Was die Tagesordnung für morgen anbelangt, so werden außer der Lesung des Protokolls die Berichte über die Wahlacten, die redigierte Geschäftsordnung als ein Ganzes zum Vortrage kommen, weil gestern beschlossen wurde, die Geschäftsordnung als ein Ganzes zur Lesung zu bringen. Dann dürfte wohl die Verhandlung über den Antrag des Abg. Kudlich und der Antrag des Abg. Selinger auf die Tagesordnung aufzunehmen sein.

Abg. Hagenauer. Ich glaube, daß der Kudlich'sche Antrag vor der Geschäftsordnung zur Berathung kommen könnte, wir kommen sonst zu spät zum Beginn, werden müde und bringen sie nicht zu Ende.

V i c e  p r ä s. Wird dieser Antrag unterstützt? (Die ganze Versammlung erhebt sich.)

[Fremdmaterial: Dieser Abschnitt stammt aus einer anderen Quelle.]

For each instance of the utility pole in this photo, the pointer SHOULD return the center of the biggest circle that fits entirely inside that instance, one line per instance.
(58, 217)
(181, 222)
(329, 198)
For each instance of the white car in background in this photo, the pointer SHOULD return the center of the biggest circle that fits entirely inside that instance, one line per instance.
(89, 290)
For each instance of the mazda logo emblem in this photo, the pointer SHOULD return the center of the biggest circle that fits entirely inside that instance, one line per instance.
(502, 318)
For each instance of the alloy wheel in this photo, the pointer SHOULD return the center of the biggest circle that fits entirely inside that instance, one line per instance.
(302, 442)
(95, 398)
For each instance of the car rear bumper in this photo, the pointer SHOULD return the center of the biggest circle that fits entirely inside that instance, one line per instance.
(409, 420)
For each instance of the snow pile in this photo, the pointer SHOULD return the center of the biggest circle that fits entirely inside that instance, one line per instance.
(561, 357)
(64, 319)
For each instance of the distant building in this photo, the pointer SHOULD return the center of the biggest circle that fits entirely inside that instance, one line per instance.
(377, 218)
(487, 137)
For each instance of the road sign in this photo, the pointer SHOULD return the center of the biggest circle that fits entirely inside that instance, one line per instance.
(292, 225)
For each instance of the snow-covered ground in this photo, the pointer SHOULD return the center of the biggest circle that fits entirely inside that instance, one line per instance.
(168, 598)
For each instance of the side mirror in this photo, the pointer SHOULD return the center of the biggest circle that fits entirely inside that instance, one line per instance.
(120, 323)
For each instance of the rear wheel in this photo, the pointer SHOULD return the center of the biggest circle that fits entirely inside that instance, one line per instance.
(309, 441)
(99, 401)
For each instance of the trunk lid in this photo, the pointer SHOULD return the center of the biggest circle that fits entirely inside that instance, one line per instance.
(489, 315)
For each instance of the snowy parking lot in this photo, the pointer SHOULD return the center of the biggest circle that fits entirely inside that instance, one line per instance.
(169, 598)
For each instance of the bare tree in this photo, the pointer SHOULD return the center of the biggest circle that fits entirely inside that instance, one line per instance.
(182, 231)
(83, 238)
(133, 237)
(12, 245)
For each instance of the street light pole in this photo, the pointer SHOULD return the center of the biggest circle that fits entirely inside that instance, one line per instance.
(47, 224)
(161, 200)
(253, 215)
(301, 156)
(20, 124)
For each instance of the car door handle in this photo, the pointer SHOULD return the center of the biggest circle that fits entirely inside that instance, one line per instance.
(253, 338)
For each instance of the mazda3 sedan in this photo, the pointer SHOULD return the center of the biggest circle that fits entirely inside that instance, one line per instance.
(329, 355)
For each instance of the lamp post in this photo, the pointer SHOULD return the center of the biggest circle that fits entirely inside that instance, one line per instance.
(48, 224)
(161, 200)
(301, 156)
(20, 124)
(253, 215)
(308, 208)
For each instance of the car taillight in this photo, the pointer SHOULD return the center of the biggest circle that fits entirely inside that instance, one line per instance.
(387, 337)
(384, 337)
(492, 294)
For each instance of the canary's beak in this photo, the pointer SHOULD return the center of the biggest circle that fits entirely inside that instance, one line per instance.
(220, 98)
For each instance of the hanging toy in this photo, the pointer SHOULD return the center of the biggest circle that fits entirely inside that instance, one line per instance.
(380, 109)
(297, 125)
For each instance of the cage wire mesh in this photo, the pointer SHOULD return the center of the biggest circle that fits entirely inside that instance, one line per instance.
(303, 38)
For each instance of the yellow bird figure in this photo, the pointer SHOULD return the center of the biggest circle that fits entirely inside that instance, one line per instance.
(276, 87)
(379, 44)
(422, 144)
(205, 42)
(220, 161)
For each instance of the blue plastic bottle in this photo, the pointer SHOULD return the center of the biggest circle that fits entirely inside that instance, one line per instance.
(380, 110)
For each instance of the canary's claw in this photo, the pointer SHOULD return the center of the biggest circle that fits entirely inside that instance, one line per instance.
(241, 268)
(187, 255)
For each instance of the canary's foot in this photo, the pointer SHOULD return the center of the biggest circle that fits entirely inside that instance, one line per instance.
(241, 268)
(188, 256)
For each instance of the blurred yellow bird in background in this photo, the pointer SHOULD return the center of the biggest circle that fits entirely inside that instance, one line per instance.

Man kann die Unterstützung zugleich als Abstimmung gelten lassen, und folglich hat morgen der Kudlich'sche Antrag die Priorität vor der Geschäftsordnung. Ich glaube, bei den Ausschussberichten dürfte es sein Verbleiben haben, und der Selinger'sche Antrag konnte nach der Geschäftsordnung zur Berathung kommen.

Abg. Sierakowski, Ich frage das Präsidium, ob das Ministerium des Innern die Papiere über den letzthin in Galizien stattgefundenen Gouverneurswechsel auf den Tisch des Hauses niedergelegt hat?

Vicepräs. Mir wurden sie noch nicht übergeben.

Abg. Sierakowski. So bitte ich, die Bestimmung zu treffen, daß es geschehe.

Vicepräs. Ich erkläre die Sitzung für aufgehoben, die nächste ist morgen um 10 Uhr.